Nesse ponto, Fúria Primitiva começa a se afastar do que a crítica pregou inicialmente, o neon e o contraste da cidade que lembra títulos mais recentes de ação, o crescimento intelectual e físico do protagonista como nos filmes de Bruce Lee – que é uma referência direta de Dev – os aspectos tradicionais de Hollywood, tudo isso começa a se mesclar com a diversidade da cultura indiana. As cenas de ação são sofríveis para Kid, não apenas fisicamente, mas podemos sentir o drama psicológico também, a relação das personagens com as figuras da religião e a arquitetura da trama em paralelo com a mitologia, isso e outros pequenos detalhes como a mistura sonora de eletrônico, metal e instrumentos da música indiana são referências diretas dos filmes de ação de Bollywood e outras grandes produtoras de cinema da Índia.
Assim como em Fúria Primitiva, nesses filmes o protagonista costuma ter um crescimento da sua figura como herói, ele encontra a redenção a partir do sofrimento físico e da dor emocional, do sentimento de decepção e derrota. Então, se espelhando em uma divindade, esses personagens erguem sua moral e esperança, e assumem características que acreditam ser delas. Essa incorporação de identidade é tão intensa que as pessoas ao redor da personagem começam a fazer parte dessa construção, dessa crença.
Após a queda, vem a ascensão de Kid, e com a ajuda das hijras entendemos que Rana foi responsável pelo massacre da sua aldeia e de sua mãe. Ele rastreia o vilão e também chega a Baba Shakti. Então, mergulhamos em um segundo ato recheado de adrenalina, com cenas de perseguição e luta bem desenvolvidas, personagens que não são trabalhados a fundo, mas fazem sentido para justificar certas perspectivas que podemos ir criando sobre Kid e esses diferentes grupos de Yatana.
Dev Patel escreveu, dirigiu, atuou e quebrou uma mão para entregar o filme de ação prometido. Uma história com altos e baixos dramáticos sem pontas soltas, apesar de carregar emocionalmente em alguns momentos – está tudo bem, isso é uma característica comum em filmes de ação indianos e a experiência permite esse equilíbrio. Fúria Primitiva tem uma cinematografia cuidadosa e uma ótima fotografia que dá destaque para a cidade e a ambientação, além de conseguir trazer aspectos de diferentes cinemas sem causar estranheza para o público ocidental, mas aproveitando sutilmente o melhor de cada um.

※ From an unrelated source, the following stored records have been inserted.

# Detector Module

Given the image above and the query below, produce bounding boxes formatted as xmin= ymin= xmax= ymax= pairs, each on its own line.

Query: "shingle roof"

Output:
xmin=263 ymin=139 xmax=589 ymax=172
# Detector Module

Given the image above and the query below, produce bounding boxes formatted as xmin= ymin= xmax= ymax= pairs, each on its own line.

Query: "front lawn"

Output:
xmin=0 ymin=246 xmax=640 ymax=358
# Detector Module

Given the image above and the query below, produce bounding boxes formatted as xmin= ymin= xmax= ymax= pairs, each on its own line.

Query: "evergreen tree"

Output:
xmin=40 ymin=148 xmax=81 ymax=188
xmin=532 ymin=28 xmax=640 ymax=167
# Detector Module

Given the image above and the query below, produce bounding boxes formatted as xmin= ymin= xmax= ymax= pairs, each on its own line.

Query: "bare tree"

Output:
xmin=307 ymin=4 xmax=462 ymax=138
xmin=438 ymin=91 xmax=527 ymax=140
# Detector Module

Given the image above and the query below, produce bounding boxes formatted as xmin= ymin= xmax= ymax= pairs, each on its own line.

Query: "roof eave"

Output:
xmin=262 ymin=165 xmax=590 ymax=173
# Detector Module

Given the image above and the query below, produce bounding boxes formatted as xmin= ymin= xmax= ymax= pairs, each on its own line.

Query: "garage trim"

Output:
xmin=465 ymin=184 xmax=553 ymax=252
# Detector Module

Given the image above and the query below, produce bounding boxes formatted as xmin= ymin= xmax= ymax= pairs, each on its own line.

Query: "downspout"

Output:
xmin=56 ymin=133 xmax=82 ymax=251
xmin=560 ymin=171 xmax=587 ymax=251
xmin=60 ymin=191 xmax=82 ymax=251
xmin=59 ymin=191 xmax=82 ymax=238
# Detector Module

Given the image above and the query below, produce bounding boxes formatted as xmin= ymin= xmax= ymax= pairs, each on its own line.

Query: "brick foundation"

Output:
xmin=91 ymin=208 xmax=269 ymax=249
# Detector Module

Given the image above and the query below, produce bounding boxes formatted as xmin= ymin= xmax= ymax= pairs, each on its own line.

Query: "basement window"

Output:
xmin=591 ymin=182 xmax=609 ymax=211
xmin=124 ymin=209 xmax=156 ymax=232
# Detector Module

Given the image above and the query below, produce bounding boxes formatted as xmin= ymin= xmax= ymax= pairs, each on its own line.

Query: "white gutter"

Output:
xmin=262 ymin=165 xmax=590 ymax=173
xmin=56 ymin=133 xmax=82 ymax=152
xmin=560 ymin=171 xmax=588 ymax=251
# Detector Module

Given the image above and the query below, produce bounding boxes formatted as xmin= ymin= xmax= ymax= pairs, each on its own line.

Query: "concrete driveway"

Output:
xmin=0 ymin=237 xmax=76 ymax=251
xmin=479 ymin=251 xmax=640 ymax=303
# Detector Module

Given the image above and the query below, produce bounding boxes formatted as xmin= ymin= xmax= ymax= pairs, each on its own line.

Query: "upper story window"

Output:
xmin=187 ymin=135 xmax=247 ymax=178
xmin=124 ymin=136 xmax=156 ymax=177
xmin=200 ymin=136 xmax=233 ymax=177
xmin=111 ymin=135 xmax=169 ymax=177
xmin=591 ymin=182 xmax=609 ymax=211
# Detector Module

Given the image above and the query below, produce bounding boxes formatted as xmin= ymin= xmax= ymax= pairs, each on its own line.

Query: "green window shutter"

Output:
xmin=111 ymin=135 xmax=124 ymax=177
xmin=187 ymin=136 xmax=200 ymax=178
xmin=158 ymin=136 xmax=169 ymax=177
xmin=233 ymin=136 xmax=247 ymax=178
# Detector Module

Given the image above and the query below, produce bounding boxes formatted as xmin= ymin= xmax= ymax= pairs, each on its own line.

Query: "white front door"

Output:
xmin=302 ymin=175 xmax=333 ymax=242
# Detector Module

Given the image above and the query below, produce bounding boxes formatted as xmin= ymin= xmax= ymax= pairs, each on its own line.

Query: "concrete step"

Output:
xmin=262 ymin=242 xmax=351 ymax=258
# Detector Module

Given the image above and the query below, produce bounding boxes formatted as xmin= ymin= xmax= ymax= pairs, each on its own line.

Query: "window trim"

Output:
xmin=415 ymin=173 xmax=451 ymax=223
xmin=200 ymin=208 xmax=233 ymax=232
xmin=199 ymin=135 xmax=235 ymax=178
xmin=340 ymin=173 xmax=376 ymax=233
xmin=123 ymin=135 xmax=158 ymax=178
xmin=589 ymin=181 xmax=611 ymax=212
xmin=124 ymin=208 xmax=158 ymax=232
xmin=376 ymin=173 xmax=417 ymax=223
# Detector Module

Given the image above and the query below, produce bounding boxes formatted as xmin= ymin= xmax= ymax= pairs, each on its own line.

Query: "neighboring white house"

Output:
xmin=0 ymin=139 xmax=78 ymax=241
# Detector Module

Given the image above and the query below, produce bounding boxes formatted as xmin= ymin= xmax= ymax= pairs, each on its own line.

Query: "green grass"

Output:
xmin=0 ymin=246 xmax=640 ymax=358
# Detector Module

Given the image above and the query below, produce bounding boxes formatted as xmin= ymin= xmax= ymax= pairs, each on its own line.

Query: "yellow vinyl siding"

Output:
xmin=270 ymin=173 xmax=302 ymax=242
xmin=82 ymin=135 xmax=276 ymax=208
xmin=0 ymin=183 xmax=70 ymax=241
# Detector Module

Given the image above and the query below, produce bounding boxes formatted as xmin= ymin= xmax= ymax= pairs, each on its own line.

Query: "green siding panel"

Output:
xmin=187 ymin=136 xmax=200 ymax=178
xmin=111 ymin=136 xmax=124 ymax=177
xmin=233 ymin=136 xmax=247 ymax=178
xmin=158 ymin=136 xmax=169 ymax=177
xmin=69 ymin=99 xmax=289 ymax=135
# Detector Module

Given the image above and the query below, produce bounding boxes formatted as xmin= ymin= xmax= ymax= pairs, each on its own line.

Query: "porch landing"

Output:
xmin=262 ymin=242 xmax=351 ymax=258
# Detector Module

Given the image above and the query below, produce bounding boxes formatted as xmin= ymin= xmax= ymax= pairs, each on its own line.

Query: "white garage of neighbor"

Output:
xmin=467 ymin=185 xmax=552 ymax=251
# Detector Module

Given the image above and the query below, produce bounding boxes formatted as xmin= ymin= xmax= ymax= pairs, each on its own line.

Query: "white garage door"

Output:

Falando sobre aspectos da cultura indiana, não podemos deixar de lado também o esforço desse filme de ir além de discutir os dramas da política versus sociedade, mas dar um tom maior para comunidades hindus. Como a inclusão das hijras, uma comunidade “culturalmente definida como nem homem ou mulher. Eles nascem como homens e, por meio de um ritual de transformação cirúrgica (emasculação), tornam-se uma categoria alternativa de terceiro sexo/gênero (…) adoram Bahuchara Mata, uma forma da Deusa Mãe hindu particularmente associada ao transgênero” (Tradução nossa, LaFont, 2003: 193).
Alguns críticos também ergueram alguns pontos delicados nessa mensagem, por mais bem intencionada que fosse. Siddhant Adlakha escreveu um artigo no jornal Time comentando que “uso de imagens hindus como um apelo à violência (…) é fundamental para a missão de Kid, resultando em uma dissonância narrativa.” (Tradução nossa, Adlakha, 2024).
Seja como for, esse foi um projeto que enfrentou diversas dificuldades durante a sua produção, mas felizmente chega como um longa que definitivamente poderá agradar diferentes públicos e quem sabe, ser um primeiro passo para uma carreira, pelo menos interessante para Dev Patel como diretor.